Suturing was conducted at this point on dry foam pads before transferring skills to cadavers (preserved human tissue). The Faculty of Surgery has utilised cadaver workshops for over 30 years, and this medium provides a safe environment to migrate to living human tissue. The principal, I.R, offered many examples that he had recorded on video to demonstrate the complexity of case studies. Candidates could understand their limitations as their skills inevitably developed. Much was debated about histology and tissue identification; it would be necessary for this to be implemented to validate some less readily identifiable lesions. The importance of using histology services and embracing cost within a private setting has still to be established but doubtless would be ironed out. Dermoscopy played an essential part in the diagnosis, and B.L focused on developing better skills to recognise differentiate lesions with malignant potential.

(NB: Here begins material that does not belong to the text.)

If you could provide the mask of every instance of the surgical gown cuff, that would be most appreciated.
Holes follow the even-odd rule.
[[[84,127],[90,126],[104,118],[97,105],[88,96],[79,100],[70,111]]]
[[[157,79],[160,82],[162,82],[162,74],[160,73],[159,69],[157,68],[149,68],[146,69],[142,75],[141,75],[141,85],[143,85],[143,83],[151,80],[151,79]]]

Looking forward to the future

After observing this Part C practical workshop during the weekend, my intention is to follow the candidates into 2022 to map their progress and review the highs and lows. To my knowledge this is possibly the first time an independent review has been reported for this style of course. I asked Dr Paul Chadwick how he thought this service would sit alongside current the NHS provision, pointing out as well that the NHS cannot manage any increase of people with foot problems.

“Access to GPs is reaching critical levels. There’s a lot of work within Health Education England and health safety executive (HSE) to look at different delivery models of care, which is where the first point of contact has come from really because they recognise that GPs can’t provide the kind of service that they’d like to because there isn’t enough of them. So that’s one of the main drivers for us. The development of primary care networks as well should help solidify the role of podiatry there . So they’re the two big drivers. One is a lack of GPs, the other is the primary care networks being developed. They’re the sort of things that have been driven to NHS practice.”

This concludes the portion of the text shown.